If these madmen, who are really just suffering from a spell of amnesia, were to have an experience of their interconnected nature, perhaps in the depths of a sweat-lodge or around an ayahuasca ingesting circle of initiates, then perhaps they would think twice before ransoming off their “humanity” and “gaianity” for the sake of stoking their bank accounts. When it comes down to it, it doesn’t take much for a human or another being to be happy and fit. All we need is a bit of food in our bellies, and a bit of wilderness to roam in, and the company and community of our friends and families. It really is quite simple… and yet we have been taught to believe that only through an endless grabbing for more and bigger toys can we be happy. This all arises from the initial dilemma from the lie that is taught – that we are irretrievably removed from each other and the natural world.
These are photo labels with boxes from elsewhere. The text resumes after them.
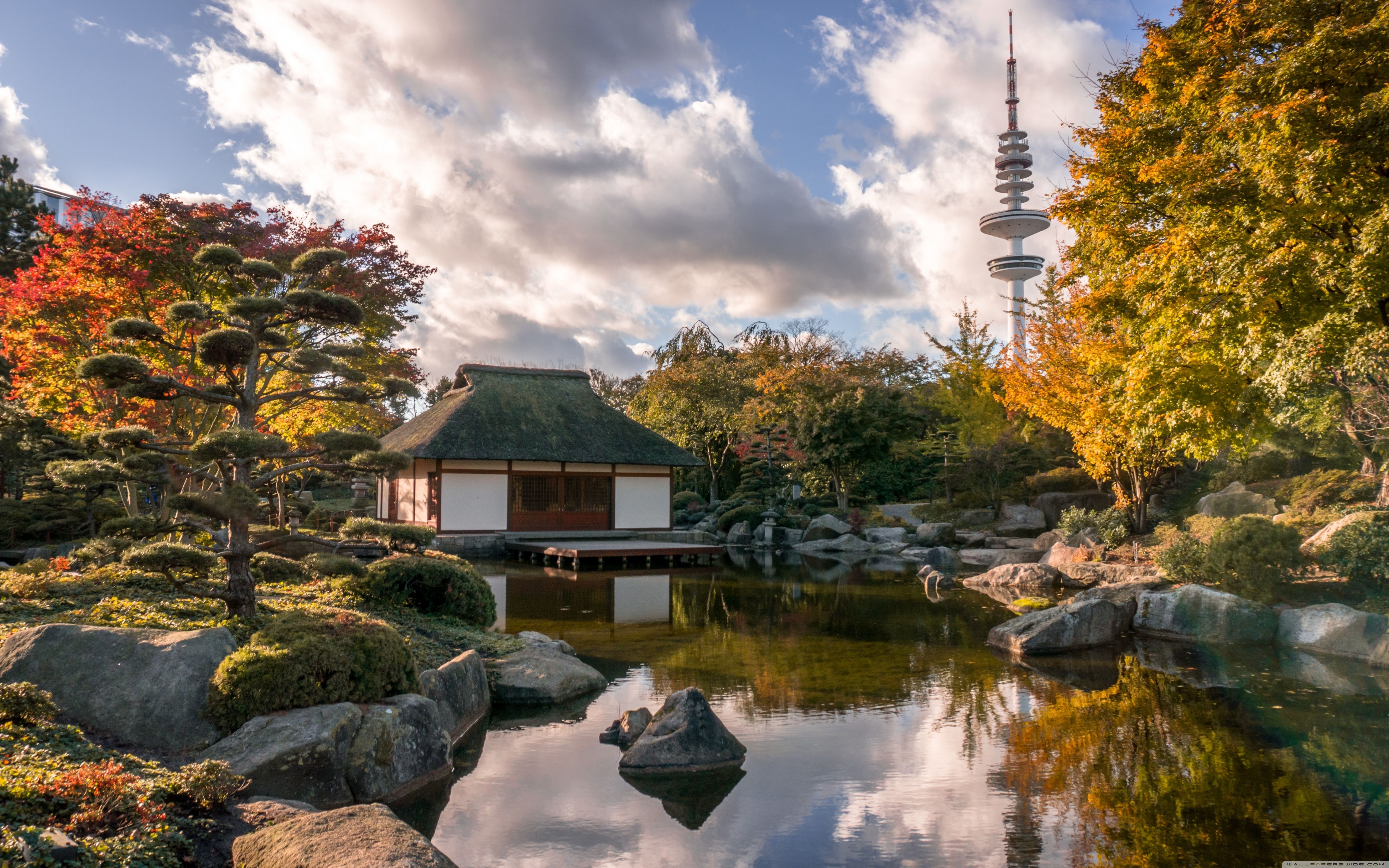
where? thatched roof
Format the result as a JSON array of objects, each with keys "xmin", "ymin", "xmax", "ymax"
[{"xmin": 381, "ymin": 364, "xmax": 704, "ymax": 467}]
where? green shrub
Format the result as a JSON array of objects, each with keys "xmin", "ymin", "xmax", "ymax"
[
  {"xmin": 1056, "ymin": 507, "xmax": 1129, "ymax": 546},
  {"xmin": 1206, "ymin": 515, "xmax": 1306, "ymax": 603},
  {"xmin": 343, "ymin": 554, "xmax": 497, "ymax": 628},
  {"xmin": 207, "ymin": 610, "xmax": 419, "ymax": 732},
  {"xmin": 671, "ymin": 492, "xmax": 706, "ymax": 512},
  {"xmin": 1317, "ymin": 521, "xmax": 1389, "ymax": 593},
  {"xmin": 251, "ymin": 551, "xmax": 313, "ymax": 585},
  {"xmin": 1278, "ymin": 471, "xmax": 1375, "ymax": 512},
  {"xmin": 1153, "ymin": 531, "xmax": 1207, "ymax": 583},
  {"xmin": 1027, "ymin": 467, "xmax": 1095, "ymax": 494},
  {"xmin": 0, "ymin": 681, "xmax": 58, "ymax": 724},
  {"xmin": 161, "ymin": 760, "xmax": 250, "ymax": 810},
  {"xmin": 718, "ymin": 503, "xmax": 767, "ymax": 533},
  {"xmin": 303, "ymin": 551, "xmax": 367, "ymax": 579}
]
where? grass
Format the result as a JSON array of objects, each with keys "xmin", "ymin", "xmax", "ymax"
[{"xmin": 0, "ymin": 565, "xmax": 525, "ymax": 671}]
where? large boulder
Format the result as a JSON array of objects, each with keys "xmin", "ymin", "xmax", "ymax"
[
  {"xmin": 1196, "ymin": 482, "xmax": 1278, "ymax": 518},
  {"xmin": 960, "ymin": 548, "xmax": 1043, "ymax": 569},
  {"xmin": 1071, "ymin": 579, "xmax": 1167, "ymax": 619},
  {"xmin": 346, "ymin": 693, "xmax": 453, "ymax": 801},
  {"xmin": 1133, "ymin": 585, "xmax": 1278, "ymax": 644},
  {"xmin": 488, "ymin": 646, "xmax": 607, "ymax": 704},
  {"xmin": 901, "ymin": 546, "xmax": 964, "ymax": 574},
  {"xmin": 989, "ymin": 600, "xmax": 1128, "ymax": 654},
  {"xmin": 1039, "ymin": 542, "xmax": 1095, "ymax": 567},
  {"xmin": 1056, "ymin": 561, "xmax": 1161, "ymax": 588},
  {"xmin": 801, "ymin": 515, "xmax": 853, "ymax": 543},
  {"xmin": 1276, "ymin": 603, "xmax": 1389, "ymax": 660},
  {"xmin": 864, "ymin": 528, "xmax": 907, "ymax": 546},
  {"xmin": 419, "ymin": 651, "xmax": 492, "ymax": 742},
  {"xmin": 993, "ymin": 503, "xmax": 1046, "ymax": 536},
  {"xmin": 956, "ymin": 510, "xmax": 993, "ymax": 526},
  {"xmin": 964, "ymin": 564, "xmax": 1061, "ymax": 588},
  {"xmin": 618, "ymin": 687, "xmax": 747, "ymax": 775},
  {"xmin": 232, "ymin": 804, "xmax": 457, "ymax": 868},
  {"xmin": 199, "ymin": 703, "xmax": 362, "ymax": 808},
  {"xmin": 0, "ymin": 624, "xmax": 236, "ymax": 751},
  {"xmin": 1301, "ymin": 510, "xmax": 1378, "ymax": 556},
  {"xmin": 1032, "ymin": 492, "xmax": 1114, "ymax": 528},
  {"xmin": 917, "ymin": 521, "xmax": 954, "ymax": 546}
]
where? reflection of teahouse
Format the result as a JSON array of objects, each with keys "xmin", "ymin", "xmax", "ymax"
[{"xmin": 377, "ymin": 364, "xmax": 703, "ymax": 533}]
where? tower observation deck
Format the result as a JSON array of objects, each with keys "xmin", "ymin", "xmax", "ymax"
[{"xmin": 979, "ymin": 11, "xmax": 1052, "ymax": 353}]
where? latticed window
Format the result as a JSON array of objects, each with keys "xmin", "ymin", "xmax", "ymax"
[{"xmin": 511, "ymin": 476, "xmax": 564, "ymax": 512}]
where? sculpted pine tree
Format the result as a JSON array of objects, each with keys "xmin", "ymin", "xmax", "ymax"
[{"xmin": 78, "ymin": 244, "xmax": 418, "ymax": 617}]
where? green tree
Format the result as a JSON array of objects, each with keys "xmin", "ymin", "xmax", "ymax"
[
  {"xmin": 626, "ymin": 322, "xmax": 754, "ymax": 503},
  {"xmin": 0, "ymin": 154, "xmax": 51, "ymax": 278},
  {"xmin": 78, "ymin": 244, "xmax": 419, "ymax": 617},
  {"xmin": 1053, "ymin": 0, "xmax": 1389, "ymax": 480}
]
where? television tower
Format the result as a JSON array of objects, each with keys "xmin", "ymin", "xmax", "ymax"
[{"xmin": 979, "ymin": 10, "xmax": 1052, "ymax": 356}]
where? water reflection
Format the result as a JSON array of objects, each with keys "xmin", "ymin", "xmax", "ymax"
[{"xmin": 426, "ymin": 551, "xmax": 1389, "ymax": 867}]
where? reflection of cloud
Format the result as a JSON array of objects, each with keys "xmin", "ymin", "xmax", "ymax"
[{"xmin": 433, "ymin": 671, "xmax": 1044, "ymax": 868}]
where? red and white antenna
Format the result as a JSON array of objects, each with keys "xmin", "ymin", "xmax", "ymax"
[{"xmin": 1004, "ymin": 10, "xmax": 1018, "ymax": 129}]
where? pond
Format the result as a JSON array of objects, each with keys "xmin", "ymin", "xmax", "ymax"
[{"xmin": 397, "ymin": 551, "xmax": 1389, "ymax": 868}]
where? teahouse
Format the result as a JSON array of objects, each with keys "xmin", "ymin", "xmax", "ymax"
[{"xmin": 377, "ymin": 364, "xmax": 703, "ymax": 533}]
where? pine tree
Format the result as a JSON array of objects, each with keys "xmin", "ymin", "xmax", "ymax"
[{"xmin": 0, "ymin": 154, "xmax": 51, "ymax": 278}]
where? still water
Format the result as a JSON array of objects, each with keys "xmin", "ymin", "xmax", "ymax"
[{"xmin": 403, "ymin": 553, "xmax": 1389, "ymax": 868}]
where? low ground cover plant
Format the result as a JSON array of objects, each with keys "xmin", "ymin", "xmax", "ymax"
[{"xmin": 207, "ymin": 610, "xmax": 419, "ymax": 733}]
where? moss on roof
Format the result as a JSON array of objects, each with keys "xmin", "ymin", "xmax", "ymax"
[{"xmin": 381, "ymin": 364, "xmax": 704, "ymax": 467}]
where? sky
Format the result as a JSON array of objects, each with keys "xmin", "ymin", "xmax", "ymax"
[{"xmin": 0, "ymin": 0, "xmax": 1171, "ymax": 378}]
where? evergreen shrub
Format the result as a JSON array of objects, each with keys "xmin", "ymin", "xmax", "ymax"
[
  {"xmin": 206, "ymin": 610, "xmax": 419, "ymax": 733},
  {"xmin": 1206, "ymin": 515, "xmax": 1306, "ymax": 603},
  {"xmin": 1318, "ymin": 521, "xmax": 1389, "ymax": 593},
  {"xmin": 718, "ymin": 503, "xmax": 767, "ymax": 533},
  {"xmin": 343, "ymin": 554, "xmax": 497, "ymax": 628},
  {"xmin": 251, "ymin": 551, "xmax": 313, "ymax": 585}
]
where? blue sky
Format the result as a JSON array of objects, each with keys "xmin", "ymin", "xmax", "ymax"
[{"xmin": 0, "ymin": 0, "xmax": 1168, "ymax": 372}]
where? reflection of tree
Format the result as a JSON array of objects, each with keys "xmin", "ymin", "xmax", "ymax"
[{"xmin": 1004, "ymin": 658, "xmax": 1354, "ymax": 868}]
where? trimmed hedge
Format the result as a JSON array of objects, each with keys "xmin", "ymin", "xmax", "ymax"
[
  {"xmin": 207, "ymin": 610, "xmax": 419, "ymax": 733},
  {"xmin": 343, "ymin": 554, "xmax": 497, "ymax": 628}
]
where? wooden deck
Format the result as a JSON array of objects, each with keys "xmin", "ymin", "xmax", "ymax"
[{"xmin": 506, "ymin": 539, "xmax": 724, "ymax": 569}]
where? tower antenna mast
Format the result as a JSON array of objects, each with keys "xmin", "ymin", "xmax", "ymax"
[{"xmin": 979, "ymin": 10, "xmax": 1052, "ymax": 357}]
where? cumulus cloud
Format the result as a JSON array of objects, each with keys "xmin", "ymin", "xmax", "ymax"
[
  {"xmin": 0, "ymin": 46, "xmax": 65, "ymax": 190},
  {"xmin": 814, "ymin": 0, "xmax": 1107, "ymax": 349},
  {"xmin": 189, "ymin": 0, "xmax": 917, "ymax": 372}
]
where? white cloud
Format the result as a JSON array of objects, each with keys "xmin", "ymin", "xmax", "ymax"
[
  {"xmin": 815, "ymin": 0, "xmax": 1106, "ymax": 349},
  {"xmin": 0, "ymin": 46, "xmax": 63, "ymax": 190},
  {"xmin": 189, "ymin": 0, "xmax": 915, "ymax": 372}
]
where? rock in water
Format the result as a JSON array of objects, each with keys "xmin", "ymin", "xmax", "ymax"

Just look at the act of breathing to have this lie revoked. The natural world floods into us with every in-breath, becoming us down to the cellular level. Then we exhale, a bit of ourselves and our cells entering into and becoming the natural world once more. We are locked into and forever bound in a dance of interdependence, whether we like it or not. Here and now we are challenged to let go of our infantile rebellion to the connection with everything that is, was and will be, and come back to the circle of life after the tantrum that we have been so extravagantly throwing. Yes please, it is time to come back to life now.